It's been a month since the 'bitch, trick, ho' situation but I felt like I had to update you guys with my 1st post... just so you knew what was going on in my life! Its been very hard, I can't lie but I've just had to keep it moving (as Gabrielle so wisely suggested) but I have this feeling that the universe is trying to get me back for something... I dunno!


I've been going out, trying to get back to my old routines, keeping myself busy and Saturday was no different! I woke up extra extra early 'cos I needed to do my hair, (ladies... you know when it gets to that time... you can't run/hide anymore)... I know it gets crazy busy from as soon as the shop opens so I got there early and finished... hmmm... at a reasonable time I guess! I always hope for the best when I go hairdressers... finish in 2 hours tops... but it never goes to plan!


So, I'm done with the hairdressers, done with the food shopping, feel a bit hungry and pop into Greggs! KMT!! I dunno... am I to blame for being hungry or what?! It really is getting to me now... I pick up a sandwich and a drink... get into the queue and my heart skips a beat!


It looks like HIM from the back... but I couldnt tell... I was breathing so deeply you woulda thought I was going into labour... kmt... fucking hell man!! Just bullshit! Its only been 2 minutes in the queue but seems like much longer... I've managed to calm myself down... I mean it might not even be him! But lo and behold - it was HIM!


He just stood there looking at me... fucking wanker! Staring for a solid 5 minutes before he mustered up 'hey' (in yellow because it was a very feeble, sheepish 'hey')... kmt... I must be a dickhead 'cos this fool is really trying to be friendly... it hasn't even been that long since the incident... so why is he talking to me?! I dunno what came over me but I was so pissed off... I said a sharp 'hello' and kept it moving... he walked back up to me, grabbing my arm asking if we could talk... but at that point I had absolutely nothing to say.

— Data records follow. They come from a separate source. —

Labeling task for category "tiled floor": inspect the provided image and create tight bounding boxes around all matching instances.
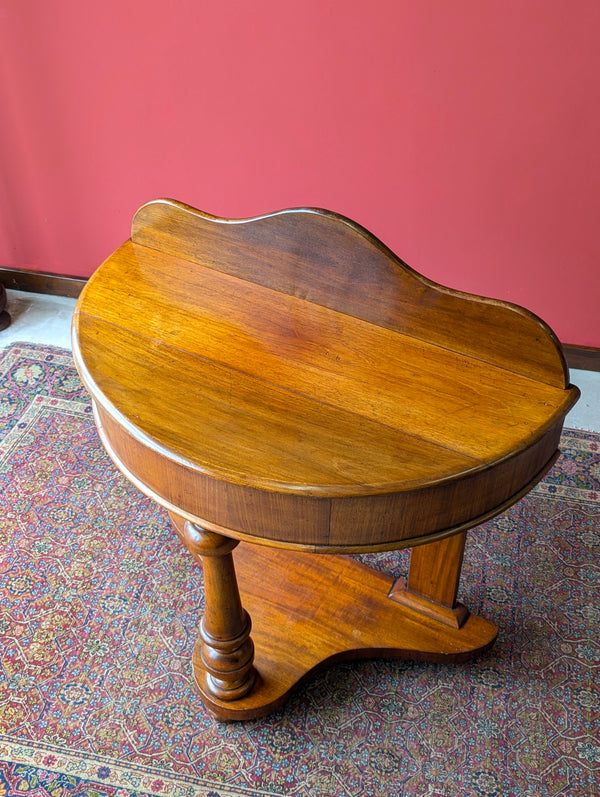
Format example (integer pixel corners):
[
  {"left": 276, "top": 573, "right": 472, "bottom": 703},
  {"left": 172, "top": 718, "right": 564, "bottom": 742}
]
[{"left": 0, "top": 291, "right": 600, "bottom": 432}]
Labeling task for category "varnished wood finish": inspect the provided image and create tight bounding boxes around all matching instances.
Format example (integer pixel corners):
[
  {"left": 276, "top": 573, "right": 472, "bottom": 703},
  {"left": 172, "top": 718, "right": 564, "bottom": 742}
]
[
  {"left": 73, "top": 200, "right": 578, "bottom": 719},
  {"left": 188, "top": 545, "right": 498, "bottom": 720},
  {"left": 171, "top": 513, "right": 256, "bottom": 702},
  {"left": 390, "top": 531, "right": 469, "bottom": 628}
]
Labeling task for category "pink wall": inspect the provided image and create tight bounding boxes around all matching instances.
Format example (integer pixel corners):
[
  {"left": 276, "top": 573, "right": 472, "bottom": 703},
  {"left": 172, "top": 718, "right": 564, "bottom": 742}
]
[{"left": 0, "top": 0, "right": 600, "bottom": 346}]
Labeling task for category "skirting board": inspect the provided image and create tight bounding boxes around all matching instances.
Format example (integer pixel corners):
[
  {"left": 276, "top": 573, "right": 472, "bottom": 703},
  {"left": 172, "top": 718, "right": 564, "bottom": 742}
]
[
  {"left": 0, "top": 268, "right": 87, "bottom": 299},
  {"left": 0, "top": 268, "right": 600, "bottom": 371}
]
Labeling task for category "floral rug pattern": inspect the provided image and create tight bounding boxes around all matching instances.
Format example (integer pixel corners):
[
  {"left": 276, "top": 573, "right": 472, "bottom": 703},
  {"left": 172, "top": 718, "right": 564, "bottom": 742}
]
[{"left": 0, "top": 344, "right": 600, "bottom": 797}]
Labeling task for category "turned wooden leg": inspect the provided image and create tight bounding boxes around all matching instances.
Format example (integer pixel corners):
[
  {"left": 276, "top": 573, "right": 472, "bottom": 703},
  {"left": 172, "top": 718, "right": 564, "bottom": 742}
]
[
  {"left": 390, "top": 531, "right": 469, "bottom": 628},
  {"left": 171, "top": 513, "right": 256, "bottom": 701}
]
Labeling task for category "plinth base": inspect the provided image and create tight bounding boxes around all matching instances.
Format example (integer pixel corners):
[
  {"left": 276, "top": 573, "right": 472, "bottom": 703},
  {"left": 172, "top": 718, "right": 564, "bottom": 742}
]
[{"left": 194, "top": 544, "right": 498, "bottom": 720}]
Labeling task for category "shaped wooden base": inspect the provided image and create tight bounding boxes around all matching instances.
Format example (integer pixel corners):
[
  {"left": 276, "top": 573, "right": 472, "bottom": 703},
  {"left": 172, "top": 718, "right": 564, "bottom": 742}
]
[{"left": 194, "top": 544, "right": 498, "bottom": 720}]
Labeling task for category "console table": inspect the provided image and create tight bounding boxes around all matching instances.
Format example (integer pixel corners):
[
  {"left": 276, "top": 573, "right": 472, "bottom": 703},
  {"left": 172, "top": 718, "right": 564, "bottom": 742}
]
[{"left": 73, "top": 200, "right": 579, "bottom": 720}]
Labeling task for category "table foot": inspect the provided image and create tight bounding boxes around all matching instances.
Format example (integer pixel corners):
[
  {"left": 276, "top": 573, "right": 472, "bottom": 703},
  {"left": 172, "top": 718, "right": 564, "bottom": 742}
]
[{"left": 194, "top": 544, "right": 498, "bottom": 721}]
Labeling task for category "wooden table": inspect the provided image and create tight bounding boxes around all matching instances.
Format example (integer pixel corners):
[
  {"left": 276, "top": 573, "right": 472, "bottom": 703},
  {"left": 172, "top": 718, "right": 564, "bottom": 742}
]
[{"left": 73, "top": 200, "right": 578, "bottom": 720}]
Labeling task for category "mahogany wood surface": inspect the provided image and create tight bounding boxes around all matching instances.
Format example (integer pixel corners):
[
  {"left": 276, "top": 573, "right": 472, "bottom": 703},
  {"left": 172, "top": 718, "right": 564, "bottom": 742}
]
[{"left": 73, "top": 200, "right": 578, "bottom": 719}]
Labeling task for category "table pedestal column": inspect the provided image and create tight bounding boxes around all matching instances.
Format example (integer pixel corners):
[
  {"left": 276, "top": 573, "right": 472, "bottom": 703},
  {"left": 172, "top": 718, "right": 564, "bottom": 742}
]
[{"left": 171, "top": 513, "right": 256, "bottom": 702}]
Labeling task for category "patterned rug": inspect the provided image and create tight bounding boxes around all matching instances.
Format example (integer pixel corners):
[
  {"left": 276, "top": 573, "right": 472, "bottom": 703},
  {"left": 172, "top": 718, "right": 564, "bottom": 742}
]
[{"left": 0, "top": 344, "right": 600, "bottom": 797}]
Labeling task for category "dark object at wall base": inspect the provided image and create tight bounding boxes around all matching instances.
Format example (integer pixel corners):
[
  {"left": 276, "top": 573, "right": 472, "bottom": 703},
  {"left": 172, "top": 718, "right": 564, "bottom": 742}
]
[{"left": 0, "top": 283, "right": 10, "bottom": 331}]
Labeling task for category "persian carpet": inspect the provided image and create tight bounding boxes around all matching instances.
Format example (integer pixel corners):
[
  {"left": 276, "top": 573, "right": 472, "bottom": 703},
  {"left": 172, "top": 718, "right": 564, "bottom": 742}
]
[{"left": 0, "top": 344, "right": 600, "bottom": 797}]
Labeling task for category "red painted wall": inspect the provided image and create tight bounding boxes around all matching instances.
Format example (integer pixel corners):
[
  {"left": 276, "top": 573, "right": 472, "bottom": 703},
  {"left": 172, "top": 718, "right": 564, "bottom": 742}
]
[{"left": 0, "top": 0, "right": 600, "bottom": 346}]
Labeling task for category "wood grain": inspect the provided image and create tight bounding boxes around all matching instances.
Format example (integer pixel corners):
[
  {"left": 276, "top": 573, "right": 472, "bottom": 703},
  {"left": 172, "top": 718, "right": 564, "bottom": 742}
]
[{"left": 73, "top": 200, "right": 579, "bottom": 720}]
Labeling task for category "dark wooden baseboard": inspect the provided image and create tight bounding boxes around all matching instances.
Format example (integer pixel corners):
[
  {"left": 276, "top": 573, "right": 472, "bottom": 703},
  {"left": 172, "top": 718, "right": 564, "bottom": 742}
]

I loved that guy for 3 years of my life... he loved that bitch for 3 minutes... and I must be the cordial one... I must act like the bigger person and go somewhere and talk... nah fuck that! I bought my food and walked past him... left him standing there like the prick that he is... and as much as I want to go on like 'superwoman'... I burst into tears as soon as I left the shop, i don't know what came over me! Sad, I know!


I loved him for 3 years of my life... and now nothing! They say 'love is forgiving'... not my love!